4 Kasım 2009 Çarşamba

Sömürge Futbolu


İstanbul yağmurluydu bu akşam.
İnönü Stadı ve çevresinde iyiden iyiye gelişini hissettiren kışı aratmayacak bir hava, küçük ama aralıksız düşen yağmur taneleri ve denizin soğuğuyla birleşip keskin bir bıçak haline elen rüzgâr vardı ama bunların hiç birisi Beşiktaşlıları rahatsız etmedi, sahadaki beyaz formalı oyuncular kadar.
Tüm bu zor şartlara karşın bugün İnönü’de Beşiktaşlıların içini ısıtan bir şey vardı: umut.
Ancak maçın başlama düdüğü ile birlikte saldıracağını düşündüğümüz kara kartalın etkisiz oyunu gösterdi ki o umut sadece stadın tribünlerinde kalmış ve sahaya inip futbolculara sirayet edememişti.
Acaba Mustafa Denizli haklı mıydı geçen seneki şampiyonluktan sonra takımdan ayrılmayı istemekle. Acaba işlerin bu raddeye geleceğinden bir şekilde şüphelendi mi? Peki bu denli isabetli öngörüleri olan Denizli nasıl oluyor da takımı tam anlamıyla bir "kısır döngü"nün içine girmişken onu bu çıkmazdan çekip çıkartamıyor? Beşiktaş'ın durumu tam bir kısır döngü zira siyah beyazlıların son 9 maçta attığı gol sayısı sadece 8. Elbette Denizli futbolo hepimizden iyi biliyor ama bu durumda insan merak ediyor: acaba futbolda yeni bir uygulama mı getirildi?
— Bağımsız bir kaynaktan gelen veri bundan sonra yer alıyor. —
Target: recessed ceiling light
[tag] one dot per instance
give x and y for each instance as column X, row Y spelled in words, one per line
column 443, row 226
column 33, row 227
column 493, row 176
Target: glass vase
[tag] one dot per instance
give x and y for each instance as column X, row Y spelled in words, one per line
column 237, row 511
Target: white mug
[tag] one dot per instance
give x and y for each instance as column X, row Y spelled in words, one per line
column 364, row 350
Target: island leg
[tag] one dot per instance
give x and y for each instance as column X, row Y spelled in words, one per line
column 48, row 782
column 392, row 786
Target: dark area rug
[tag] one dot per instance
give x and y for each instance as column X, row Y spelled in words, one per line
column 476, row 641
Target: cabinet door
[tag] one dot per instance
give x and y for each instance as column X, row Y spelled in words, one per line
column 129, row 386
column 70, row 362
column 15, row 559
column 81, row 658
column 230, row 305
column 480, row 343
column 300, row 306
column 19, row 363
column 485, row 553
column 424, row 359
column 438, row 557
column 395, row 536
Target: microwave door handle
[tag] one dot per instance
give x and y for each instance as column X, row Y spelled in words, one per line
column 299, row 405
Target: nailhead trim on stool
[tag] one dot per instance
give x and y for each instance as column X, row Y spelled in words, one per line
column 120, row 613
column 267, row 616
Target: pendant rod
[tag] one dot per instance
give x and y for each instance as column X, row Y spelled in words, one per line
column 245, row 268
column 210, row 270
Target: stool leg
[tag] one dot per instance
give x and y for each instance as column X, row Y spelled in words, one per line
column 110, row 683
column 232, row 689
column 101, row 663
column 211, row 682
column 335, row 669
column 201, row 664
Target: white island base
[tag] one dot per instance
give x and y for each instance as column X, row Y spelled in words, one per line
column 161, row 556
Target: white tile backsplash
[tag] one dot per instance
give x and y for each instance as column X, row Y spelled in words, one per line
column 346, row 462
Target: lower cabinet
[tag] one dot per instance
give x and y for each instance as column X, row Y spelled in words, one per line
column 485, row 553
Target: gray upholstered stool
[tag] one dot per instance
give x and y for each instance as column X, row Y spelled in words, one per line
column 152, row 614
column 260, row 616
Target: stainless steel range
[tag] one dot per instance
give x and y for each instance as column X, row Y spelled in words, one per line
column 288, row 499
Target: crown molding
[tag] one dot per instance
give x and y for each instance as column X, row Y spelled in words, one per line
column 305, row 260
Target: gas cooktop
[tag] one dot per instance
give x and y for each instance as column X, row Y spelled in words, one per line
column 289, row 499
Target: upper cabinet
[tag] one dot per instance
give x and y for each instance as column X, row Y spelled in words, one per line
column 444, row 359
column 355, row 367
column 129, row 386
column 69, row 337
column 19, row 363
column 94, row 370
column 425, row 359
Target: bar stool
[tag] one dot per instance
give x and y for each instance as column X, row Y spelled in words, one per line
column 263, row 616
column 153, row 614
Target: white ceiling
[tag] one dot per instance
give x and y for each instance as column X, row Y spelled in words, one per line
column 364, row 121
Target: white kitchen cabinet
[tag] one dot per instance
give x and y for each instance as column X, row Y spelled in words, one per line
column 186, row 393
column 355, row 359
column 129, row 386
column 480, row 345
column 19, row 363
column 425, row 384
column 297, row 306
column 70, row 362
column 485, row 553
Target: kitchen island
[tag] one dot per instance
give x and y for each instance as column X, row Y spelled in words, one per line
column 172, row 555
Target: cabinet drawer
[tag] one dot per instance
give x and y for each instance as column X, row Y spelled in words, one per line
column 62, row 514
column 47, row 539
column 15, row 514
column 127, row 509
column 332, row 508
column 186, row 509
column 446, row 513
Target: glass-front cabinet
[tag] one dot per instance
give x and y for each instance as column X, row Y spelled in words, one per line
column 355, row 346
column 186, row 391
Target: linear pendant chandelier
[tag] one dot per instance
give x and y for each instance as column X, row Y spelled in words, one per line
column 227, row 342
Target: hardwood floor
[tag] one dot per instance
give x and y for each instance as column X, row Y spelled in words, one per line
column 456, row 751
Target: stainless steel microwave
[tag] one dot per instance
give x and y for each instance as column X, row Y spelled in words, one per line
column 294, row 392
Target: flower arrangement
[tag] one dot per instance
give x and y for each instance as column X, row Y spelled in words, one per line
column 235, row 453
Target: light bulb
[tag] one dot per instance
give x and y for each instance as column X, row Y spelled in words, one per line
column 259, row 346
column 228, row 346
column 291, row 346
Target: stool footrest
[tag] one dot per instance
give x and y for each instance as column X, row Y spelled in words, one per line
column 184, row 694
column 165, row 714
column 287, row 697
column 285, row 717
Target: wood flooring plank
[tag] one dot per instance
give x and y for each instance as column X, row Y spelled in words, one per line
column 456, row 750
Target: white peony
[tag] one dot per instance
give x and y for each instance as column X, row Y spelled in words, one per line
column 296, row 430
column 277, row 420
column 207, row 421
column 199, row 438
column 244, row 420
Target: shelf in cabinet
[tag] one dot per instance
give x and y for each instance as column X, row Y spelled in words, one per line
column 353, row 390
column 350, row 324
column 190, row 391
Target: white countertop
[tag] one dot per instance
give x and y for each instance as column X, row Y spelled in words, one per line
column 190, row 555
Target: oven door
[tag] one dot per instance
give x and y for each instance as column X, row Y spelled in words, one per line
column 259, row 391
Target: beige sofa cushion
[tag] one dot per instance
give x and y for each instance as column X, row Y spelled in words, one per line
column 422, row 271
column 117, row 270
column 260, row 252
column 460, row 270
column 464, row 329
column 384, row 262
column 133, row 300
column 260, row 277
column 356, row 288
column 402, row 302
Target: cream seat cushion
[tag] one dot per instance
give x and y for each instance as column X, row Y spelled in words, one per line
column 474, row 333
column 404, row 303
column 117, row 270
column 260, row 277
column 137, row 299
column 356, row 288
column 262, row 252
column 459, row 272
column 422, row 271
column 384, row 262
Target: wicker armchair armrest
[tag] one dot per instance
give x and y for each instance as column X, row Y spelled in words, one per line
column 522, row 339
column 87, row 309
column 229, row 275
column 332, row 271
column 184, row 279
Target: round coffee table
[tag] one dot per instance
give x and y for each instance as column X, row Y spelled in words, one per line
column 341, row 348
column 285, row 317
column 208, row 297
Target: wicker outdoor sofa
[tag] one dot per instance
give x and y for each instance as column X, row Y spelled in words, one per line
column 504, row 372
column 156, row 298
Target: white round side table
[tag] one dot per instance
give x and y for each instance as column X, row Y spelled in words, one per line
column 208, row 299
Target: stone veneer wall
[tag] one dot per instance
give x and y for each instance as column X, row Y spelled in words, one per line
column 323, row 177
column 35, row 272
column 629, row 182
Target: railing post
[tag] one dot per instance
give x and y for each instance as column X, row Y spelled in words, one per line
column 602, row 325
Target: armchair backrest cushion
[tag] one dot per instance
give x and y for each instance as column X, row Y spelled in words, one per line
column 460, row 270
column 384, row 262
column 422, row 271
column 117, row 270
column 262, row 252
Pozisyona girmeden gol atılır, gol atmadan maç kazanılır diye?
Afrikalıların beyaz emperyalistler için ne dediklerini bilirsiniz: Önce bizim topraklarımız vardı onların da elinde kitaplar,
Sonra bizim kitaplarımız oldu onların ise toprakları.
Bu akşam da Beşiktaş’ın umudu vardı Wolfsburg’un ise tereddütleri.
Şimdi Wolfsburg’un umutları var Beşiktaş’ın ise hiçbir şeyi.